Tayari's Blog: TROPICAL FISH by Doreen Baingana

Posted by TayariJones on January 4, 2009 10:23 AM
Filed under Bookshelf

This time next week, I'll be in Kampala, Uganda giving a five-day workshop to the amazing women of an organization called FEMRITE. I am so stoked about the opportunity. (Sadly, I had to cut my visit a couple of days short so I could attend the Dreams From My Father American Scholars Inaugural Ball.) Right now, I am preparing a packet of short stories to use as texts. Obviously, I went right to Doreen Baingana's Tropical Fish. The stories in this collection are set in the part of Uganda where the workshop will be held.

I'd read Tropical Fish before, but I had forgotten just how brilliant Doreen is! I am forcing myself to choose only two stories for my packet, but I can't begin to choose. I love me some coming of age stories and her young narrators are aces. I know I'll end up using one of the epistolary stories because writing a letter that seems like a letter, but still tells a story is a complicated maneuver-- which Doreen pulls off not once, but twice in the collection.

So, here are the stories I am thinking of using and a little bit of summary.
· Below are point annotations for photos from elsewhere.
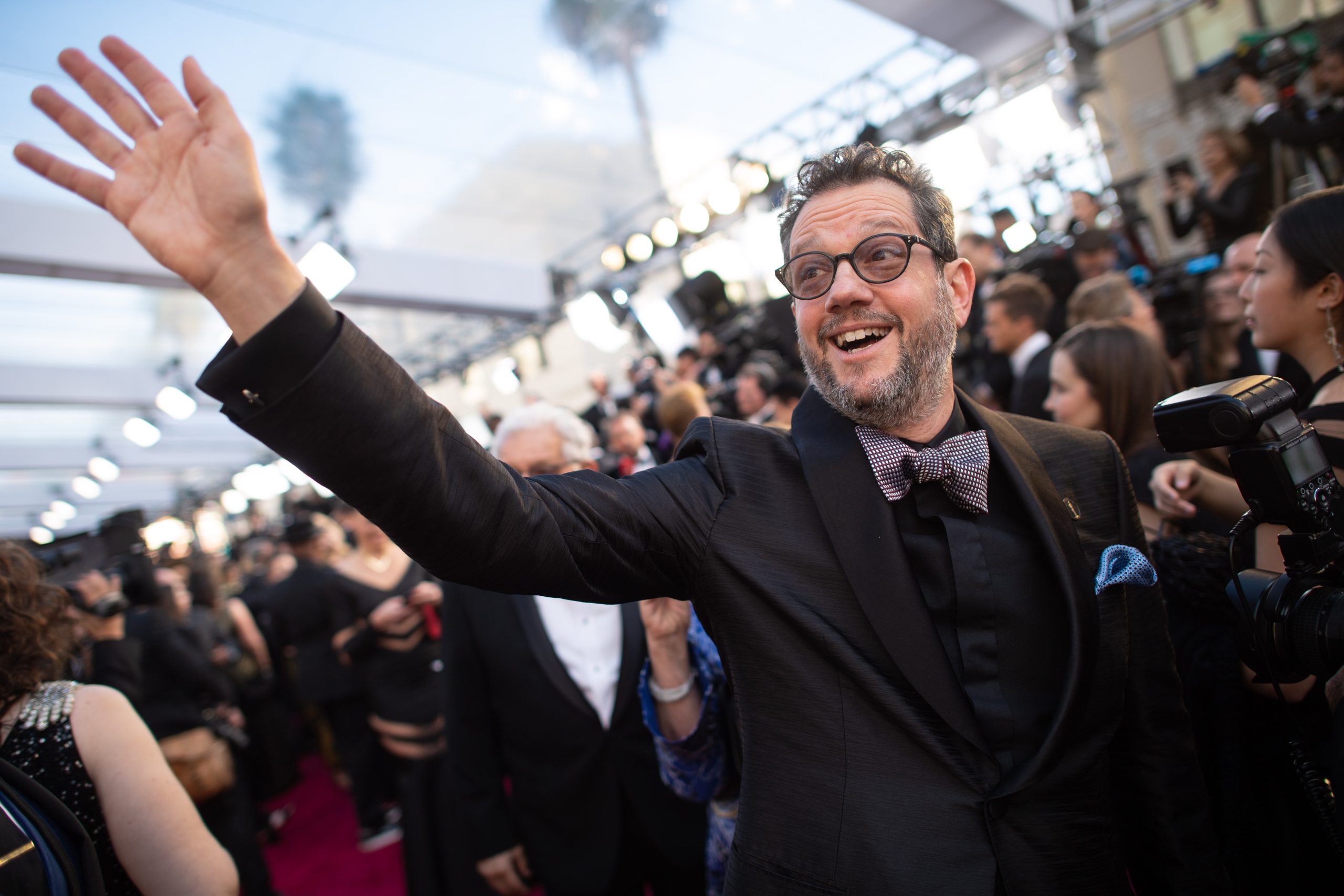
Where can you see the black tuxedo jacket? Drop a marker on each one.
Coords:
(1033, 387)
(863, 770)
(514, 712)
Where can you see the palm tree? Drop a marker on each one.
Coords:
(615, 33)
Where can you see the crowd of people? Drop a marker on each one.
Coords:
(519, 741)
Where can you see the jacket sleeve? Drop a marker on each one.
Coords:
(361, 426)
(1326, 129)
(474, 743)
(1156, 784)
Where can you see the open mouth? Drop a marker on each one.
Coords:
(859, 339)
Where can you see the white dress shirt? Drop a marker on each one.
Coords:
(588, 640)
(1025, 354)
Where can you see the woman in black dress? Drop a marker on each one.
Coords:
(386, 613)
(87, 746)
(1226, 207)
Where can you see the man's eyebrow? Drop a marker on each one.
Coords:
(879, 226)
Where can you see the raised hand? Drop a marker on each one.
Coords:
(187, 188)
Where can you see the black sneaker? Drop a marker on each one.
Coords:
(371, 840)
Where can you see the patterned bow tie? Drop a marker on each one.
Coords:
(961, 465)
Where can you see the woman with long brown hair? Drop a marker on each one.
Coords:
(87, 745)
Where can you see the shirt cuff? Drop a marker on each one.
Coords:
(269, 366)
(1264, 112)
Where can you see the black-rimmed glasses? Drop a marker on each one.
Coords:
(878, 260)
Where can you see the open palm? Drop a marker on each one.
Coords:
(187, 188)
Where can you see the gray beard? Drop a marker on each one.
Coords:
(913, 390)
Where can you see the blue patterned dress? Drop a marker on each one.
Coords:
(697, 767)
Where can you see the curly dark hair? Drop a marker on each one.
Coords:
(37, 637)
(862, 164)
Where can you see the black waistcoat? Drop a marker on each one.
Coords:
(995, 602)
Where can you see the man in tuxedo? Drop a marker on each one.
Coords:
(1015, 327)
(939, 684)
(543, 692)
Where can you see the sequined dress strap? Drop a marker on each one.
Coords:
(49, 704)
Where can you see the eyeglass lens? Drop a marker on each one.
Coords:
(875, 260)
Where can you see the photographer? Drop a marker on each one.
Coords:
(104, 656)
(1225, 207)
(1294, 297)
(1323, 129)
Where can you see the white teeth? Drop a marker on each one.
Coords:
(854, 336)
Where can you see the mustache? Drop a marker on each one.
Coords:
(866, 316)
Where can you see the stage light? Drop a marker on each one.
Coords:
(592, 323)
(328, 269)
(85, 488)
(639, 248)
(725, 198)
(166, 531)
(613, 258)
(664, 233)
(233, 501)
(175, 404)
(1019, 237)
(142, 431)
(104, 469)
(752, 176)
(695, 218)
(292, 472)
(505, 376)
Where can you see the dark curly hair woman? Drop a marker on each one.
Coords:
(92, 751)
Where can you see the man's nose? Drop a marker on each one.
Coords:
(848, 288)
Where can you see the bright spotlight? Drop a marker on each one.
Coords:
(613, 258)
(328, 269)
(175, 404)
(725, 198)
(752, 176)
(233, 501)
(292, 472)
(664, 233)
(1019, 237)
(140, 431)
(85, 488)
(104, 469)
(639, 248)
(695, 218)
(505, 376)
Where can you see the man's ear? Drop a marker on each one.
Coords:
(961, 280)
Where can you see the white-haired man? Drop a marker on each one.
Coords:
(543, 692)
(948, 657)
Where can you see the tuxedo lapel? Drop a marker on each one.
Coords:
(1046, 507)
(534, 632)
(632, 660)
(863, 532)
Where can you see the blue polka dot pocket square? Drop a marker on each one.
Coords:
(1122, 565)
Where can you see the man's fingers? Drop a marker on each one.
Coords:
(75, 121)
(163, 97)
(111, 97)
(62, 174)
(210, 101)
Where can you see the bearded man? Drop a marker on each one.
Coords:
(948, 660)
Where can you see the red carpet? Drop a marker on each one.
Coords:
(316, 855)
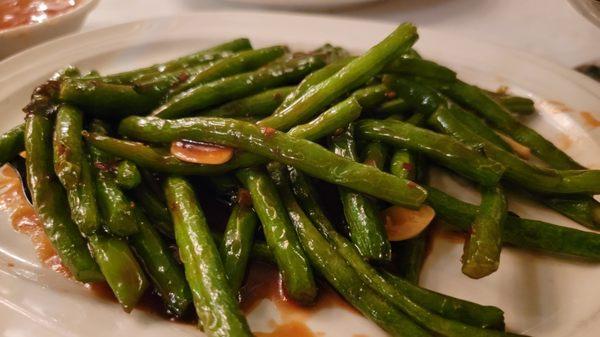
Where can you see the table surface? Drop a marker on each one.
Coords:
(548, 28)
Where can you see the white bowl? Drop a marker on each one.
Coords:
(18, 38)
(588, 8)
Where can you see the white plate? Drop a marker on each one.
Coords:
(542, 296)
(303, 4)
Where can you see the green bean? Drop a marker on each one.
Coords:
(441, 148)
(305, 155)
(421, 97)
(522, 233)
(428, 100)
(410, 253)
(115, 207)
(260, 105)
(295, 270)
(375, 154)
(585, 210)
(237, 243)
(155, 208)
(372, 96)
(158, 86)
(313, 240)
(523, 173)
(215, 302)
(476, 99)
(242, 62)
(50, 204)
(395, 107)
(12, 143)
(197, 58)
(483, 316)
(421, 68)
(482, 250)
(123, 273)
(351, 76)
(127, 175)
(260, 251)
(450, 307)
(313, 79)
(473, 122)
(362, 214)
(402, 164)
(105, 100)
(72, 167)
(158, 261)
(329, 121)
(579, 208)
(342, 276)
(515, 104)
(234, 87)
(159, 159)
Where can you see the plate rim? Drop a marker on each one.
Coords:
(587, 83)
(569, 75)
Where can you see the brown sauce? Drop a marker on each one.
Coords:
(15, 13)
(263, 281)
(24, 219)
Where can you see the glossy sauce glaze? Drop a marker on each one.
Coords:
(264, 283)
(15, 13)
(201, 153)
(23, 218)
(263, 280)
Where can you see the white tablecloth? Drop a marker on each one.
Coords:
(548, 28)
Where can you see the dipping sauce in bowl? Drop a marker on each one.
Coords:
(15, 13)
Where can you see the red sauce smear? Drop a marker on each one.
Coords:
(23, 12)
(590, 119)
(24, 219)
(264, 282)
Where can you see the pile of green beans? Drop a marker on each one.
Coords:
(115, 198)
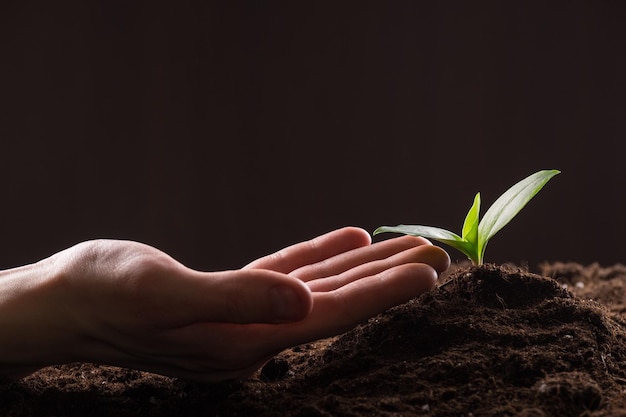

  • A Thank You Note This story is a letter from Rosa who is in the final stages of HIV to her lover, David. The letter is both personal and real, but at the same time really gives a reader a close look at the physical ravages of the disease and also the way that you can trace the spread of HIV to the complicated networks of culture.
  • Hunger A formerly well-off girl in boarding school must beg for sugar from the "posh" girls. This is a dynamite look at class and entitlement. The ending put me in the mind of James Baldwin. So good I wanted to eat it.
  • Tropical Fish The title story is a knock out. Christine, whom we meet as a girl in earlier stories, is grown up now and has fallen into a relationship with a British exporter of fish. It's about sex, power, race, and voice.


    I know I said I can only use two, but there are just so many tempting stories. I wish, I wish, I could afford to buy books for all thirty women in the class!